Canadian footballer Sophie Schmidt is an interesting case study in the dichotomous nature of the human personality.
On the pitch, Schmidt is a dogged and determined midfielder, one who can skillfully pick out a teammate with a perfectly weighted pass, but also someone who is not afraid to get stuck in and do the dirty work to win back possession for her team.
Off the field, the veteran midfielder cuts a far more unassuming figure, untouched by her success and her esteemed standing within the Canadian women’s team.
Case in point. Canada plays Costa Rica in the semifinals of the Concacaf Olympic qualifying tournament on Friday in Carson, California.
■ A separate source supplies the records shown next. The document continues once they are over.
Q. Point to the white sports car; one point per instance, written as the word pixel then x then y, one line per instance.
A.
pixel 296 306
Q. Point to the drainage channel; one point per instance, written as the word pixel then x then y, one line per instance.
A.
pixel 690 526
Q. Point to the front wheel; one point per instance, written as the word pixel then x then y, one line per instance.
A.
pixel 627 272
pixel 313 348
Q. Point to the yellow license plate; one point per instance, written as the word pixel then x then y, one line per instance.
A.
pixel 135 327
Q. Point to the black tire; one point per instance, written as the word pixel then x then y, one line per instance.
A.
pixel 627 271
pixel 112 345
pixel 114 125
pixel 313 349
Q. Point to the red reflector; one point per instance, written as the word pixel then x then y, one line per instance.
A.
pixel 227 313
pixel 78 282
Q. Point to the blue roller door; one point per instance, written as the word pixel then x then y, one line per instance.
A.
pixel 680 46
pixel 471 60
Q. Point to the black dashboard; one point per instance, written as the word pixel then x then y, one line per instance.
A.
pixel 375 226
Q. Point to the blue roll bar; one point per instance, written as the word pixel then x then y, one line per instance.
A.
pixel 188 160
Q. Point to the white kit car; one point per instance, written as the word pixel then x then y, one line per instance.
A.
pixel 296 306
The winner not only advances to the finals two days later in Carson, but also clinches a berth at this summer’s Tokyo Olympics.
In all likelihood, Schmidt, a 31-year-old from Abbotsford, B.C., will earn her 195th cap for Canada in the do-or-die showdown with Costa Rica, and inch closer to joining a pretty exclusive group. Only Christine Sinclair (291 appearances) and Diana Matheson (203) have earned 200 caps for Canada.
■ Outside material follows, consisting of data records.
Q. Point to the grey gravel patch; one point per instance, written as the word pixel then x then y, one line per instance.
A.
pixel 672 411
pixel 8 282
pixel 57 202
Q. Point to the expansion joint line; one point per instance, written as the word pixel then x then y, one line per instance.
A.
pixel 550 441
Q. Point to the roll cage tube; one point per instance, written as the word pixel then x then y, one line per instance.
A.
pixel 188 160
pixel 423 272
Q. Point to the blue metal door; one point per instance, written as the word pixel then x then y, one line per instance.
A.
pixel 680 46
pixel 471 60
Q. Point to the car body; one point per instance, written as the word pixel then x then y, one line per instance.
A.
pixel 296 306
Schmidt will become a member of the 200 cap club at some point this year, but she didn’t even know she was closing in on the special milestone when recently informed of it by CanPL.ca.
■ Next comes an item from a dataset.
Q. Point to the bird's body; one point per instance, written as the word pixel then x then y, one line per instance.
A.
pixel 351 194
“How many do I need? Wow, that’s pretty cool, eh? A few games away, though. The prospect is exciting, and to join that elite club is pretty humbling,” Schmidt said with her trademark modesty.
Hitting the 200-game plateau will be a long time in coming for Schmidt, who first joined the Canadian youth program in 2003 when she was 14. The following year, she represented Canada at the FIFA U-20 Women’s World Cup in Thailand, and again at the 2006 U-20 World Cup in Russia.
She earned her first cap for Canada as a 16-year-old when she started in a friendly against the Netherlands on April 19, 2005, and bagged her first goal that same month. Since then, she’s been a mainstay in Canada’s lineup (of her 194 caps, 169 have come as a starter), scoring 19 goals and tallying 20 assists.
Schmidt has always been there for Canada, playing in countless friendlies and qualifying tournaments, as well as three Olympics (helping the Reds win bronze in 2012 and 2016) and in four FIFA Women’s World Cups.
Incredibly, she played in 76 consecutive matches for Canada from 2011 to 2015, and followed that streak up with another one when she appeared in 24 straight games from 2016 to 2017.
“It’s been a long time when you think about how many years I’ve been on the national team. It’s pretty incredible, and I’m honoured and thankful for the opportunities I’ve been given, and that I’ve been able to stay healthy. That’s an issue with a lot of players, and that’s been a key to my longevity, but it’s a been a fun ride,” Schmidt said.
Schmidt shows no signs of slowing down, either. If all goes well, she’ll figure prominently for Canada at this summer’s Olympics, and it wouldn’t be at all surprising to see her compete at the 2023 Women’s World Cup.
She’s clearly been an important player for Canada, and is a lock to one day be inducted into Canada Soccer’s Hall of Fame. But there is a level of humility within the veteran midfielder that is incongruent with her level of success.
When asked if she sees a bit of herself in any of the current youngsters on the national team, Schmidt expertly deflects and points out her younger teammates are further along in their development than she was at their age.
“That’s hard to answer because I’m so old,” quipped Schmidt, who plays her club soccer with the Houston Dash in the NWSL.
“I feel like everybody has surpassed what I did when I first came on and joined this team. The athleticism and technical ability – the players who are coming in now are so more developed. Their skills are refined way more than mine were when I first came through.”
Closer to home, Schmidt is encouraged by the work currently being done by former teammate Carmelina Moscato, who as part of her role as Manager of Women’s Professional Football Development for Canadian Soccer Business is looking at the feasibility of launching a professional women’s league in Canada.
“I definitely support the idea. We’re one of the only countries in the top ten (FIFA world rankings) that doesn’t have a league, so all of our players have to go elsewhere to look for opportunities. The hunger for football in Canada is so great that it‘d be great to provide players with a platform like this, and for fans to support Canadian fans at home,” Schmidt offered.
NOTES: Ranked eighth in the world, Canada is a perfect 13-0-0 vs. Costa Rica (No. 37)… The Canadian women’s team have qualified for the last three Olympics, winning bronze medals in 2012 in London and 2016 in Rio… Canada did not qualify for the 2004 Games in Athens, as it was upset by Mexico in the semifinals of the Concacaf qualifying tournament… The U.S. plays Mexico in Friday’s other semifinal. Only the tournament finalists qualify for the Olympics.